In posters in support of World War I of Vladimir Mayakovsky and Kazimir Malevich childlike drawing of figures, identifiable thanks to well-known stereotypes, it usually accompanies written describing the scene. The Suprematism is based on the “supremacy of pure sensibility in art”: the object loses meaning, then the art that represents it is totally separated from the natural reality.

The cubo-futurism.
The cubo-Futurism is a term coined by critic Kornej Cukovskij in 1913 to indicate the particular fusion of elements of French Cubism and Italian Futurism implemented by a group of Russian artists, including Kazimir Malevich known to the general public for the famous black square, Ivan Kljun, Olga Rozanova. Their paintings combine the fragmentation of the object in its geometric planes of cubism, with the representation of movement through the repetition of motifs, from elliptical futurism, arriving finally to an innovative description of spatio-temporal dimension.

The constructivism.
In clear opposition to the Suprematism of the Constructivism of Vladimir Tatlin, which starting from three-dimensional reliefs trials and corner-counter reliefs, proposes an art far from aestheticism end in itself and closer to the real needs of society. Again in this case too the art reflected the Marxist Materialism on which was based the new Soviet State.

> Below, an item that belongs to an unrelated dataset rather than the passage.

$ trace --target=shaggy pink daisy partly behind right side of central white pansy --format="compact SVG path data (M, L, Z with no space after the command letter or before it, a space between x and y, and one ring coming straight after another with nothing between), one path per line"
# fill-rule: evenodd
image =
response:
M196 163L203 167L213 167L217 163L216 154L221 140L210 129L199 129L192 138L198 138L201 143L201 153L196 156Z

The charming atmosphere of the Russian cosmism, a term that refers to the artistic movement and not linked to the passion for the study of the universe that in Russia manifested strongly in early ‘ 900. This resulted in elaborate theories about the possibilities of expansion of humanity in the universe, which inspired not only science fiction literature but also the Soviet space program. The artists of the avant-garde disclaim these themes in “cosmic images”, as the cyclical Construction. Red light (1923) by Ivan Kljun where a ball of light seems to emerge or sink in the silent darkness of space.

In accordance with the principle of the art at the service of society, artists of the so-called electro-organism designed to represent the creation of artificial light with technical equipment: works as “Luminism. Dynamics of form and colour “of Clement Red ‘ ko, were perfectly in line with the campaign launched by Lenin in 1920 which aimed to bring the electricity across the country.

In the late ‘ 20 the socialist realism imposed by Stalin’s totalitarian Government would be statoraggiunto by a realistic style simple, accessible to the masses and to dignify the Soviet State. We can see some examples in the lunar landscapes of Ivan Kljun and gouache on paper stained of Solomon Niktrin.